Edit: @DNF’s suggestion is to use partialsortperm … which is for sure better in this case. @fatteneder’s answer is apparently faster, and allocates less.

EDIT: Updated to return the indices of the two largest values and not their values.


If linear complexity is desired then just use a loop, because they are also fast in Julia:

function findlargest2(a::AbstractVector)
    @assert length(a) >= 2
    i1, i2 = 1, 2
    max1, max2 = a[i1], a[i2]
    if max1 < max2
        max1, max2 = max2, max1
    end
    for i = 3:length(a)
        ai = a[i]
        if ai > max2
            if ai > max1
                i1, i2 = i, i1
                max1, max2 = ai, max1
            else
                i2 = i
                max2 = ai
            end
        end
    end
    return i1, i2
end
julia> x = randn(8)
8-element Vector{Float64}:
  0.8934664691033656
 -1.5294590308293632
 -0.13047453971043912
  1.8016634206952808
 -0.1771167975283893
  2.097991657439888
 -1.1881023747938395
 -0.04860363743772466

julia> findlargest2(x)
(6, 4)
2 Likes

It works, so thank you!. Why is rev = true (reverse sorting is performed)? If I make it false, the answer doesn’t make sense. Say the answer with rev = true is 4,2. I would expect the answer when rev = false to be 2,4 but the answer is 6, 5.

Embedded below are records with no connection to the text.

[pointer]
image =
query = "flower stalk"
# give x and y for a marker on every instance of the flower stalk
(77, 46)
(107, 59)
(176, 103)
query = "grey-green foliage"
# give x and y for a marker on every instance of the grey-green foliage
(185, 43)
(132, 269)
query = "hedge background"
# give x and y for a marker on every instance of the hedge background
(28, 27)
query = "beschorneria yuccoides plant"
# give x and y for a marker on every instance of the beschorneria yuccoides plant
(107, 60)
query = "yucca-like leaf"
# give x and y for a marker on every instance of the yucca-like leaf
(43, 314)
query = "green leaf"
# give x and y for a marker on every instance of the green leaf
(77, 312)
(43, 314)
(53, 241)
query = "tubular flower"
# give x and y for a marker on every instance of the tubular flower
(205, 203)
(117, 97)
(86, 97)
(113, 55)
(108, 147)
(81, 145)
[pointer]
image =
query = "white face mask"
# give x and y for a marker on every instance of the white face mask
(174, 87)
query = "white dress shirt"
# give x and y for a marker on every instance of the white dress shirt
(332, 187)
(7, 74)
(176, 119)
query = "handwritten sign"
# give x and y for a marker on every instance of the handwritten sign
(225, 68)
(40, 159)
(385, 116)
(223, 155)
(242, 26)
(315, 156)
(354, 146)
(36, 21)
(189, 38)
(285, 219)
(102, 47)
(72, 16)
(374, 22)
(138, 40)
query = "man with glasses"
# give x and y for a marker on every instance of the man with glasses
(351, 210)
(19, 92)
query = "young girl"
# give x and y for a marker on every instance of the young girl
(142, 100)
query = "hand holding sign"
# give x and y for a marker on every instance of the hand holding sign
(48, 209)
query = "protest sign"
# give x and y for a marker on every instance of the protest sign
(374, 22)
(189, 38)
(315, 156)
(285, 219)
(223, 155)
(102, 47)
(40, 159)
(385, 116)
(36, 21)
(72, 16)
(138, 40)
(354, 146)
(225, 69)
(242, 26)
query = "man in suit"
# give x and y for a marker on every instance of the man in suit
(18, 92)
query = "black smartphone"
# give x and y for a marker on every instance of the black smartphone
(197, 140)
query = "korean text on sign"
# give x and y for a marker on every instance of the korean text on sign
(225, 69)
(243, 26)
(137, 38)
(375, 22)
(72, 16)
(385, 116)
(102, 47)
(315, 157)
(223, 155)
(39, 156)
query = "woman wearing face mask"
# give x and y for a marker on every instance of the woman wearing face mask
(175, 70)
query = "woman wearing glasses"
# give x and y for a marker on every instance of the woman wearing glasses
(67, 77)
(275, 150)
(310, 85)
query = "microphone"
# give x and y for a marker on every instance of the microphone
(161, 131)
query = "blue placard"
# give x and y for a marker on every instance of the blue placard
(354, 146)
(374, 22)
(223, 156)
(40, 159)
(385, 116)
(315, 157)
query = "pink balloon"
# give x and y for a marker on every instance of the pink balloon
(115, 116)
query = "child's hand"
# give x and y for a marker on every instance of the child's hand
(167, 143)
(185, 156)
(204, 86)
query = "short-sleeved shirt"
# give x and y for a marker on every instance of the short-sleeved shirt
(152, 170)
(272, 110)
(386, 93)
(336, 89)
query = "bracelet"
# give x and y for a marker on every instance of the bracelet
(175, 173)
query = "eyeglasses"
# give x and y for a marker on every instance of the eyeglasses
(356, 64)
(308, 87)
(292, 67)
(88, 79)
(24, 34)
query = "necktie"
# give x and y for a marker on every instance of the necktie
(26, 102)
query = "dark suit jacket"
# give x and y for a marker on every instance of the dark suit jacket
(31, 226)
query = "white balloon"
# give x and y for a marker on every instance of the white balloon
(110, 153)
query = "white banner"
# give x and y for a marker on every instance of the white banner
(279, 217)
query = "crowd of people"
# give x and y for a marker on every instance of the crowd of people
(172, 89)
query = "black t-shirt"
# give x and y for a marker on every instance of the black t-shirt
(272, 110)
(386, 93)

This will sort the entire array, which is a lot of unnecessary work. Instead, take a look at partialsortperm.

4 Likes

rev refers to the sorting order. If rev=false you will get the two smallest instead of the largest.

1 Like

using argmax(.)


M = rand(6)

i1=argmax(M)

M[i1]=-Inf

i2=argmax(M)

I believe that should be

    for i = 3:length(a)

But otherwise that is a very effective approach — non-allocating and significantly faster than partialsortperm.

1 Like

Indeed, thanks for spotting. I update my version above!